Poet John Keats and France by Caroline Bertonèche.
Keats and France
This short presentation focuses on what could be seen as a hidden layer of Frenchness in Keats’s poetry and posterity. Like Shelley, who despised, I quote, “that nasal and abbreviated cacophony of the French”, Keats was not fond of the French language: “the poorest one ever spoken since the jabbering in the tower of Babel”, he writes in his letters. Keats was able to read and translate French, but he never seemed to have appreciated the beauty of the language.
It was perhaps too obviously academic “la faute à Boileau” or constituted a possible threat against the poet’s purest form of Englishness. Yet Keats’s fascination for French art and literature is not just another Keatsian myth, in Keats’s poems, the references to French authors or artists: Alain Chartier, Ronsard, Le Lorrain are numerous as are the French heirs to Keats’s poetry: Mallarmé or Proust. Why then is Keats such an attractive figure for the French?

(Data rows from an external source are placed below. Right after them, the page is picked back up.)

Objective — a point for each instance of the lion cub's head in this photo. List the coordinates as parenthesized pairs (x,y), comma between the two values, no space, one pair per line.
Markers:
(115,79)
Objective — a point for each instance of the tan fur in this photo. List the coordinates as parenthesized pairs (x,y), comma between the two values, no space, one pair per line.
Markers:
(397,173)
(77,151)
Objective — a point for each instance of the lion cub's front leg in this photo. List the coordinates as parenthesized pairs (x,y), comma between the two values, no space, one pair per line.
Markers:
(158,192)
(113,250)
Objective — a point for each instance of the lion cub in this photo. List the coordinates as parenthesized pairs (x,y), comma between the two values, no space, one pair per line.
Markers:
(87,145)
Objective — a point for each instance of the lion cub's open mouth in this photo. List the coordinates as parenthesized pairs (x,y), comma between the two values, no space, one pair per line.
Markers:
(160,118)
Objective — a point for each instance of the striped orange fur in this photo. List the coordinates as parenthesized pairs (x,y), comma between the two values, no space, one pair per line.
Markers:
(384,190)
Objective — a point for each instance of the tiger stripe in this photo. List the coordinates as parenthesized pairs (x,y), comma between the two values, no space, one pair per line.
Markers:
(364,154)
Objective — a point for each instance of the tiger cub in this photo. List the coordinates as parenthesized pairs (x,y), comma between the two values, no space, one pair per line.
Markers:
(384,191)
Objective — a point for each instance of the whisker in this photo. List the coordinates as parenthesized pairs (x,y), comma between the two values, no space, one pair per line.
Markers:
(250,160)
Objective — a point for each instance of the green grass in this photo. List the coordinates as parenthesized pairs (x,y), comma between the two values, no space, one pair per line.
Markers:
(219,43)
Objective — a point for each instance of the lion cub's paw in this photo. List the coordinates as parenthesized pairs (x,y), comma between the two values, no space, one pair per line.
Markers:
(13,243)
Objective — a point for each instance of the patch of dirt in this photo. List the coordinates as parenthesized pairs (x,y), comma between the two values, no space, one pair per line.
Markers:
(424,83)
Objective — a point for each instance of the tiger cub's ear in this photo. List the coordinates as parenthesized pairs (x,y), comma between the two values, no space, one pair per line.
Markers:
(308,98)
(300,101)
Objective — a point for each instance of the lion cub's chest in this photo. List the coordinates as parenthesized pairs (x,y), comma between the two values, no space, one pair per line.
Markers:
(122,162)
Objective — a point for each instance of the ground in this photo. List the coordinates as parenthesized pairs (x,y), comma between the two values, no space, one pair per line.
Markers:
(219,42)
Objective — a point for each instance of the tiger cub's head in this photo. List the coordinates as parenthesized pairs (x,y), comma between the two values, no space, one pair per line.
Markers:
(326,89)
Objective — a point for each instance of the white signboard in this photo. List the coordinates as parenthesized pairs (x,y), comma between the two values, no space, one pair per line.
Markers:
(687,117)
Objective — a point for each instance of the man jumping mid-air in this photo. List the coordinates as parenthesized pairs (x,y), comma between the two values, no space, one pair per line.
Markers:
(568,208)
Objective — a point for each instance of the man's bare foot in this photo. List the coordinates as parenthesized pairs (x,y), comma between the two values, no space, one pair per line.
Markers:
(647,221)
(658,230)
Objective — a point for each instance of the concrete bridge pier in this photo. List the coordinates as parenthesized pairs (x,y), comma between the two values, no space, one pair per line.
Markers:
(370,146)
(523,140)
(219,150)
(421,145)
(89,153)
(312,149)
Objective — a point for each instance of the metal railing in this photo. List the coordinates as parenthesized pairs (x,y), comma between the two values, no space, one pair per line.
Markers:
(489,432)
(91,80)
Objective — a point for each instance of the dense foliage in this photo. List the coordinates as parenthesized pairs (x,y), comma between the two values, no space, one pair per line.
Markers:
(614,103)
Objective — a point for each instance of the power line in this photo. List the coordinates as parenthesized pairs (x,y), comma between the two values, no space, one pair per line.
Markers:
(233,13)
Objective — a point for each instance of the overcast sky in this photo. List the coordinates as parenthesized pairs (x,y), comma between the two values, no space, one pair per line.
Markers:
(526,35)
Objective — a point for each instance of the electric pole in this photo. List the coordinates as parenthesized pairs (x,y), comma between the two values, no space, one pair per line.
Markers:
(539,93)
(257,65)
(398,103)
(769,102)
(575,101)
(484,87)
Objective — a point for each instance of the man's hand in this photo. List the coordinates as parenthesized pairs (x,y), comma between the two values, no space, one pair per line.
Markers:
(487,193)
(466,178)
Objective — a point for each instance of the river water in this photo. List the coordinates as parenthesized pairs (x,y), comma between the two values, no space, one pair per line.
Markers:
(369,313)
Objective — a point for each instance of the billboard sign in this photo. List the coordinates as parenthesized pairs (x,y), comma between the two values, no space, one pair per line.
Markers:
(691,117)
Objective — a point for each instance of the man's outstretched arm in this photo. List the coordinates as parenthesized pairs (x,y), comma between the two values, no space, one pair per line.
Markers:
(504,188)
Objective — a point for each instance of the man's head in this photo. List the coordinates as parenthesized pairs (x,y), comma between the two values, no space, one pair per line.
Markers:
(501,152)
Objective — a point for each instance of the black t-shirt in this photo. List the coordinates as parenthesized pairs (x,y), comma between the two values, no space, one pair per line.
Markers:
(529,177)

Because he is a true Republican, some would say. His earthliness, his sensuousness, his democratic sense of community and the realism of his verse would even make him a precursor of Flaubert. Anatole France in his adaptation of the “Grecian Urn” provides us with another valuable answer. Keats is the only English poet after Shakespeare able to reconcile the best of both worlds, a poet whose intelligence relies on the universal nature of his essentially English charm.